Sunshine said this to me a few weeks back, right about the time I started this job I now basically hate. I had somehow allowed myself to get so anemic (and probably malnourished) that I damn near passed out while getting mah roots dyed.
Because I have done this before (time and time again), we knew how to solve the problem. Iron supplements, nutritional shakes, less pseudo-food that comes in crinkly wrappers and lives in vending machines.
So I spent all the moneys and bought all the things to help me get healthy.
Sunshine's only comment? "Cindy, don't stop doing this shit when you get to feeling better. This is your pattern. You get sick, you take the pills and drink the shakes, you get to feeling better, and you stop taking the pills and drinking the shakes." I promised to keep up with it and not get sick again.
Here I am, mere weeks later, skipping the shakes and not taking the pills.
I feel like shit. I have no energy and I am always hungry no matter how much I have eaten. I am craving cookies and candy, which is just my body trying to slap a band-aid on the problem.

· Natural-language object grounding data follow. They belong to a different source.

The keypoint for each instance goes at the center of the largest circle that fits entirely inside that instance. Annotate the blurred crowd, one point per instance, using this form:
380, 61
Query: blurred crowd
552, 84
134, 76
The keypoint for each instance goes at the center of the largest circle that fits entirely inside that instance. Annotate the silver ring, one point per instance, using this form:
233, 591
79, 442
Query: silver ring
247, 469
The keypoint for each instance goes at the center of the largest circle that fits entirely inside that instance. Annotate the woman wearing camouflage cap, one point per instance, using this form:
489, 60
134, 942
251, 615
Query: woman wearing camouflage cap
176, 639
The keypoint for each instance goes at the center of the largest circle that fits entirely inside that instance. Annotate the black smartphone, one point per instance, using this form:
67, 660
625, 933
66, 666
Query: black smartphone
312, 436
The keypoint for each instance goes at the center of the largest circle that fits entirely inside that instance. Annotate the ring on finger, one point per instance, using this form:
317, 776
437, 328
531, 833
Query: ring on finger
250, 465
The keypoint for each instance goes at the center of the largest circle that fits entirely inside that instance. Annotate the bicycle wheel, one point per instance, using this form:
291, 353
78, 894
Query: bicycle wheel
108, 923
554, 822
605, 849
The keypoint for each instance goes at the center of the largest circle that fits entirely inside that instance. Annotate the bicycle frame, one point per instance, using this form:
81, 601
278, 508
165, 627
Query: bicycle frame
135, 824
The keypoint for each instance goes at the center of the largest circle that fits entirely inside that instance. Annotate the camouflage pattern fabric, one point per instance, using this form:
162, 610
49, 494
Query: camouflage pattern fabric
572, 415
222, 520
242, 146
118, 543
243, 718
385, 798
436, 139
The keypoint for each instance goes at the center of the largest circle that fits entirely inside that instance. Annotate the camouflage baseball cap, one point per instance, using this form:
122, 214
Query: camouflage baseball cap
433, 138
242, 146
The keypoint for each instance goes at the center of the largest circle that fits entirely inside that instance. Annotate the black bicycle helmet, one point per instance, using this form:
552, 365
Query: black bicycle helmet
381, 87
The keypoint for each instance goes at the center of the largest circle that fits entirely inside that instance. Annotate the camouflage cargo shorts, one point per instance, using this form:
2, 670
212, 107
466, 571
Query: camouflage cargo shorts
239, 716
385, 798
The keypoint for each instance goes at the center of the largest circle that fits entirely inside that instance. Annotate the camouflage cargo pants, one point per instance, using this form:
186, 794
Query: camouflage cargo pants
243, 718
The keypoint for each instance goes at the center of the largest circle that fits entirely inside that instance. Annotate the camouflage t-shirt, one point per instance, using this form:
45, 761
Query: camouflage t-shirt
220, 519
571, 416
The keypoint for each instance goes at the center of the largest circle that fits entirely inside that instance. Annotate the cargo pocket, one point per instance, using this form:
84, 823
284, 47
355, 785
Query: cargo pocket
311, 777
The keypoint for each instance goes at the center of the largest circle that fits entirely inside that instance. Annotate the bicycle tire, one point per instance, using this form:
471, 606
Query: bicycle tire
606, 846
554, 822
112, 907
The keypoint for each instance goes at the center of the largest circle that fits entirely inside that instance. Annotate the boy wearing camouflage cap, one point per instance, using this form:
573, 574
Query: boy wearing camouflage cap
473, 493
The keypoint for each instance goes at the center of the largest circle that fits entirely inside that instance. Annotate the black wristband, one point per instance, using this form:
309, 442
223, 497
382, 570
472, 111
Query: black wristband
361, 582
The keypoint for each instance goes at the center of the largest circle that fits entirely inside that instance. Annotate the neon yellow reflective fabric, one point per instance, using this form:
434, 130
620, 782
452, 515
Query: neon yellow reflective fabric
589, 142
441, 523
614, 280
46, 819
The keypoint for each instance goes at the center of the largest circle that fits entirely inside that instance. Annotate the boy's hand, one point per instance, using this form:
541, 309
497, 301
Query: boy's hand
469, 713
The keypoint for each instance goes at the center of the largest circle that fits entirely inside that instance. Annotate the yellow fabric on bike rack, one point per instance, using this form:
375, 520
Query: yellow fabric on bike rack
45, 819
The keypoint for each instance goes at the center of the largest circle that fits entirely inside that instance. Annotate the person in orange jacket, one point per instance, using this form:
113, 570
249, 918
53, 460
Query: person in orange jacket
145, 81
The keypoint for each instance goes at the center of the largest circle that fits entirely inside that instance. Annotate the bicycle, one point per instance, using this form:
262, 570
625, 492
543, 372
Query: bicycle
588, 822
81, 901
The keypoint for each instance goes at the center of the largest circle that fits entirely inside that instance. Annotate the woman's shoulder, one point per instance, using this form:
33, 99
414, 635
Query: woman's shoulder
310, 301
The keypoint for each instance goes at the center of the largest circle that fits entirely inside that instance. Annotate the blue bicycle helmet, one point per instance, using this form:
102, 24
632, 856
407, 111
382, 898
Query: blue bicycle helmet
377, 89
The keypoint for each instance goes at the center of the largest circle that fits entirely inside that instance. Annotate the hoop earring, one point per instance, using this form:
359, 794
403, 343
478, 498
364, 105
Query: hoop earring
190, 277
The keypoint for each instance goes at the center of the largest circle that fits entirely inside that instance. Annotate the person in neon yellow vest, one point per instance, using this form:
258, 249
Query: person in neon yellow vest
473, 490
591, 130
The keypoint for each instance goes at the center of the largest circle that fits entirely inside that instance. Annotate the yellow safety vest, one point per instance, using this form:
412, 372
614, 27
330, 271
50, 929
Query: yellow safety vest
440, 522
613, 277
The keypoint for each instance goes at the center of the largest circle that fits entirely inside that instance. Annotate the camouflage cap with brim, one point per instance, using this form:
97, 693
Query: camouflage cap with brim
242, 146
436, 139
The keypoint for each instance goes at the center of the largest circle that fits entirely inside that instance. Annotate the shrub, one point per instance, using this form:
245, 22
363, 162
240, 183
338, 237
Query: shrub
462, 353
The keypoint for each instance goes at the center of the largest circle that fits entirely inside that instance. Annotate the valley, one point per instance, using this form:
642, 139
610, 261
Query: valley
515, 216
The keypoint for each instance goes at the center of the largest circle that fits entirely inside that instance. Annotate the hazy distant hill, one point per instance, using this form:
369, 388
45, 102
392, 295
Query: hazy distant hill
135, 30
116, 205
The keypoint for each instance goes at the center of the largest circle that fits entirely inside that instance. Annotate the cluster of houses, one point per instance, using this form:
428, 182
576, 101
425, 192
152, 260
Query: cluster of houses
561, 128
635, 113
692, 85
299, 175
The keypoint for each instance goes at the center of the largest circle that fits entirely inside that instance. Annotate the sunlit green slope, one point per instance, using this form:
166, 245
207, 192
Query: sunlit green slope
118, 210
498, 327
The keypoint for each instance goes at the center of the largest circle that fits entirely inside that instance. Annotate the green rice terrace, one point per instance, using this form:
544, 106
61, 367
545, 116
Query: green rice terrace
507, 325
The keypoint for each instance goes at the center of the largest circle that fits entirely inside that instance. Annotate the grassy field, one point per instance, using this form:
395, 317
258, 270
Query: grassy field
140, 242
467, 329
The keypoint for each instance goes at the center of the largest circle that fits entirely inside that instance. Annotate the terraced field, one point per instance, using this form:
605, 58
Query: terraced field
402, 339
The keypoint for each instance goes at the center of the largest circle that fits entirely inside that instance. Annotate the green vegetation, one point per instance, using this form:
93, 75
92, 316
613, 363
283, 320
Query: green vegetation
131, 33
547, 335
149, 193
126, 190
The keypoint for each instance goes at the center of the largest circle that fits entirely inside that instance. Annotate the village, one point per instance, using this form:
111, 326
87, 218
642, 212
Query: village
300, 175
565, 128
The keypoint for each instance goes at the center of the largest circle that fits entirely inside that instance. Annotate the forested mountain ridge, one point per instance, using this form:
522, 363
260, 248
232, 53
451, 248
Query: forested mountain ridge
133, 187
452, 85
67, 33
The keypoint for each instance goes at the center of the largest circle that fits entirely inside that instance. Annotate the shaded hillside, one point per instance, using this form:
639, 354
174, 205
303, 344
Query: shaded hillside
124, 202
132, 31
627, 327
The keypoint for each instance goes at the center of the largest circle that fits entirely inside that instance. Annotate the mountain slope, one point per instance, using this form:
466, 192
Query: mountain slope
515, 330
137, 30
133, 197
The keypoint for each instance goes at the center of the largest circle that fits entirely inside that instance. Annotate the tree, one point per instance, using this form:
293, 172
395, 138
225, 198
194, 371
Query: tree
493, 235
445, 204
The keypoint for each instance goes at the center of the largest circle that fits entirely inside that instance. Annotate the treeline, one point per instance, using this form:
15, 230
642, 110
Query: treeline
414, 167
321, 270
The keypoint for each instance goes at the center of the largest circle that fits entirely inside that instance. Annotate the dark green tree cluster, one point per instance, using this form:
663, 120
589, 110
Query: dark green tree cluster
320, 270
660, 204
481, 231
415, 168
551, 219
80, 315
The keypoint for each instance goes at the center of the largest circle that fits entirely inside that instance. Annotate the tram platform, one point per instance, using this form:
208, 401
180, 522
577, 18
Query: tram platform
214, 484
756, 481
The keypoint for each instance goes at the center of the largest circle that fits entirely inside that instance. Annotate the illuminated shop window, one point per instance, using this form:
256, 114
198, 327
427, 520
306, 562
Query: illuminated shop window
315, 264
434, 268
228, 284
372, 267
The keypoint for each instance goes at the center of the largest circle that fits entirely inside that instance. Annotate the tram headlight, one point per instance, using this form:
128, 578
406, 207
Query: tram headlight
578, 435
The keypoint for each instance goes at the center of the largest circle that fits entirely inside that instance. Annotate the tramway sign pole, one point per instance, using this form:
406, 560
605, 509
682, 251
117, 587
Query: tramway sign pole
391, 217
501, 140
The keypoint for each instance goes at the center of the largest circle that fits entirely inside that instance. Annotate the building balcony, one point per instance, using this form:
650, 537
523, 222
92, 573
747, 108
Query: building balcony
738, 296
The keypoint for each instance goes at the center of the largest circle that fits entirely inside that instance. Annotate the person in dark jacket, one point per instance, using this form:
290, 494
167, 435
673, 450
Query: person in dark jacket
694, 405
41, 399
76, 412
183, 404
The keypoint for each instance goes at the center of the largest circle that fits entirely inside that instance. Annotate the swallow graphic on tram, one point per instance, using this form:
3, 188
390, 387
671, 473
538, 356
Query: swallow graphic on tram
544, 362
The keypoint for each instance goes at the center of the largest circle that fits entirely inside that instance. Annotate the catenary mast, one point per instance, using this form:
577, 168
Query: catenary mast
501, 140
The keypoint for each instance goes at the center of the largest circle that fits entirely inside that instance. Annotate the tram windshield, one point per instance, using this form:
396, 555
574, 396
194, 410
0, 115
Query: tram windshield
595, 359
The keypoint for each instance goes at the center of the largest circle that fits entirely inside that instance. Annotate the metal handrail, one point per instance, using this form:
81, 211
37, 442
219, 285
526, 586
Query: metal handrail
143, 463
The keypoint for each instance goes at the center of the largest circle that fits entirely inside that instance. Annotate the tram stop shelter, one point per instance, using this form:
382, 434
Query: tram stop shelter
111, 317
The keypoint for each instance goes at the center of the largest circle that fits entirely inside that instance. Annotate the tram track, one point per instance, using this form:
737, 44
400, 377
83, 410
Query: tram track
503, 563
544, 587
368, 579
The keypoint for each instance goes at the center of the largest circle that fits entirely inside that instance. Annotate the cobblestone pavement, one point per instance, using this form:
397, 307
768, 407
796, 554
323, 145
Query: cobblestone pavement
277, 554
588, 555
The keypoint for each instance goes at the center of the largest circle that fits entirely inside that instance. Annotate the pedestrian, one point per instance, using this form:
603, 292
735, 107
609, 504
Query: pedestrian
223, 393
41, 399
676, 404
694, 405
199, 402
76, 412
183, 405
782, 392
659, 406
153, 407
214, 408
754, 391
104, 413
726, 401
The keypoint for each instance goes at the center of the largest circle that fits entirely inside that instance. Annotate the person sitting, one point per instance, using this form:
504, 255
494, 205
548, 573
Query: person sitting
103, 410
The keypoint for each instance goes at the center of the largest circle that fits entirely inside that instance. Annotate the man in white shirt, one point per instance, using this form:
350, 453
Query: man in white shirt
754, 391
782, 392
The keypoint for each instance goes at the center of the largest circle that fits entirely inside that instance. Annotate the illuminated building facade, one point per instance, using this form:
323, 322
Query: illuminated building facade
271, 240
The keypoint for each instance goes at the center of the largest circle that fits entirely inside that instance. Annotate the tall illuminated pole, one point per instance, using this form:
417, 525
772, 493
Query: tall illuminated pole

I really woke up to this when I caught myself thinking: "OK, today we're getting the nails did and going to the grocery store, so we're going to have candy for breakfast. We can skip the shake this morning"
(never mind that I skipped the shake yesterday morning too, and felt like absolute hell all day)
and then I heard Sunshine's words in my head:
"Cindy, this is your pattern."
Fuck. I'm off to drink that shake and eat something with protein in it. Thank heaven for protein bars and energy bars that are good for you yet taste like things that come in crinkly wrappers and live in vending machines.